Doing Data & Education Well

Done correctly, big data can make education better. Pritom Das just posted three significant changes in education policy and practice driven by data innovation. They include personalization (tracking student behaviors and preferences to develop customization technology), increased participation, and better measurement of performance. I think the most promising of those is participation. Like personalization, the idea is to develop platforms that customize with (not just for) the student. 

The most concerning and complicated of these is surely performance assessment. It has the most potential for unreflective, mostly quantitative assessment of student performance. If the collection of data is especially cold and impersonal in certain contexts, it doesn’t matter whether the data is being accumulated slowly or quickly. 

The motive of many education policymakers is undoubtedly to use performance data to improve learning systems, but each factor, including temporal questions like how long students take to answer test questions, how many times they read a text or watch a video, or whether they go over learning materials many or few times, obscures why different students would choose to do these things. I may go back over the material multiple times for reasons other than a deficit in immediate understanding; I may gain a deeper, more synthesized understanding precisely because I go over something more than once intentionally.  

It’s really a matter of what questions are asked and who is studying the answers, of course, but too much emphasis on how long it takes a student to learn something (honestly, do we care about temporal efficiency that much? are we that Fordist?) risks less attention being paid to questions like social class: where mountains of research (enhanceable by good metadata, of course) demonstrates that “children’s social class is one of the most significant predictors—if not the single most significant predictor—of their educational success.” The research also shows that these class differences affect kids at the earliest stages of education and then “take root” and “fail to narrow” over time⁠—creating large gaps in cognitive and noncognitive development that translate into hundreds of thousands of dollars and countless quality of life factors.
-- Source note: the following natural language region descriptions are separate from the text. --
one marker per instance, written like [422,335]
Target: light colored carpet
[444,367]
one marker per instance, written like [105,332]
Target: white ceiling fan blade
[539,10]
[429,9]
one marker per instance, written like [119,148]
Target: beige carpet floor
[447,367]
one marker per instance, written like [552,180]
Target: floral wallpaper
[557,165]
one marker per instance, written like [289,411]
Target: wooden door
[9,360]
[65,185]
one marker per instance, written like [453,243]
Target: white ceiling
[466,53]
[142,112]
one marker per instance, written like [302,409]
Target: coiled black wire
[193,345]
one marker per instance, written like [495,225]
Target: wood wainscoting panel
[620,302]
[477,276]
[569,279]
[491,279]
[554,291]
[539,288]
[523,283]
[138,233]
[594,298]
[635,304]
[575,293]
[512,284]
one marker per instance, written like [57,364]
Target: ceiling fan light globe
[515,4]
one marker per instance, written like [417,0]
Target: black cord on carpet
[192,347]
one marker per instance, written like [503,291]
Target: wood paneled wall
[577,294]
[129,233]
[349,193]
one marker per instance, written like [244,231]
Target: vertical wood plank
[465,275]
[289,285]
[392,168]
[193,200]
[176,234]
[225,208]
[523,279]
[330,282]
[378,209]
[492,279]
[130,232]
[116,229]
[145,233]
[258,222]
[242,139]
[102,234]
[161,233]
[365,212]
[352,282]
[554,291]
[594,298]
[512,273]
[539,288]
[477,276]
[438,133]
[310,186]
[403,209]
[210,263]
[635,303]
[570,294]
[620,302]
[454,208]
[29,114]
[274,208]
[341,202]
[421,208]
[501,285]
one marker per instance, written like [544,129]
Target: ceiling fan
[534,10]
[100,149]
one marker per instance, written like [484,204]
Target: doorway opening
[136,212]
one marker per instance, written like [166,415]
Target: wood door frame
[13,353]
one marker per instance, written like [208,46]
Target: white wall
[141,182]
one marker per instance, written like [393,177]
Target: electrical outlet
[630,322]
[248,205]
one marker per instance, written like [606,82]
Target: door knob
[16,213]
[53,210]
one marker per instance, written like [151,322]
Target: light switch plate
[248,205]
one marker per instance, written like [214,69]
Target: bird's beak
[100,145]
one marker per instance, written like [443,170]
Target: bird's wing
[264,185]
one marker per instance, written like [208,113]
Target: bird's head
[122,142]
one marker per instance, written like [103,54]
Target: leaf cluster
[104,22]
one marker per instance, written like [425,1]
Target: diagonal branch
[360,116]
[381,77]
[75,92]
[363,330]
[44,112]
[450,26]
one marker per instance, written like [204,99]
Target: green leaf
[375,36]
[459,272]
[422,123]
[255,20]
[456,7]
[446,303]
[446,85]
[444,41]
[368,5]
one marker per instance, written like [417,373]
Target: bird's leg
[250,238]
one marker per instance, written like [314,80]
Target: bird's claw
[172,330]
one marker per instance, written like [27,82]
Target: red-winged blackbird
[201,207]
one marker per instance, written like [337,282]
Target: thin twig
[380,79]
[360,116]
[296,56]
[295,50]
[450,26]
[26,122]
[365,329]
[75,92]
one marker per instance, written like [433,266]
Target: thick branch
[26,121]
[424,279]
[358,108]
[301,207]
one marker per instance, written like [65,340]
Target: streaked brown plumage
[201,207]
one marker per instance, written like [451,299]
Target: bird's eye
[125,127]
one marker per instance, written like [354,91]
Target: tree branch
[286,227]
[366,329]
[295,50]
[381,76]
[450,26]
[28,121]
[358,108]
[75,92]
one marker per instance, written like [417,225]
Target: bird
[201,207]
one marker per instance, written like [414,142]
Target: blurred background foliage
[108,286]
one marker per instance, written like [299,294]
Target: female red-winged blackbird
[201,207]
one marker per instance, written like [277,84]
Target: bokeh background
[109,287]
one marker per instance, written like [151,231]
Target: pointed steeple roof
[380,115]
It’s really a terrifying indictment of the American education system. 

The concern is that because of the emphasis on speed of learning or the desire to complete steps, lots of otherwise good educational advocates stop asking tough questions about data-driven education. Lots of otherwise good outcomes may also be suppressing individuality, papering over class, race, or gender inequality, not meeting kids’ and families’ needs. 

These concerns, and a few more, were expressed in a post last summer by Rachel Buchanan and Amy McPherson at the Australian site EduResearch Matters provocatively titled “Education shaped by big data and Silicon Valley. Is this what we want for Australia?” The tying of potentially beneficial technology to a particular business interest (whatever that interest) evokes a frustration that we have lost a compass for tech serving the common good. The authors point out that the “products” being introduced measure “not just students’ learning choices but keystrokes, progression, and motivation. Additionally, students are increasingly being surveilled and tracked.” The post quotes a poem by education blogger Michael Rosen:

“First they said they needed data

about the children

to find out what they’re learning.

Then they said they needed data

about the children

to make sure they are learning.

Then the children only learnt

what could be turned into data.

Then the children became data.”

I think many folks I know who think about big data a lot would like to see a world where we used it to improve education in the right ways and not think so much about students en masse in these kinds of cause-and-effect relationships. One solution, given that the data genie isn’t going back into the bottle (and has the potential to help fight inequality while also building individuality) is to teach students precisely what’s happening to them, to pull back the curtain, to show them the gears and scaffolding of education policy itself⁠—as well as its quantitative assessments. I mean things like teaching middle school students, for example, how AI works ideologically, not just technically. This is the focus of a suggested curriculum outlined by a professor and two graduate students at MIT, “Empowering Children through Algorithmic Justice Education.” 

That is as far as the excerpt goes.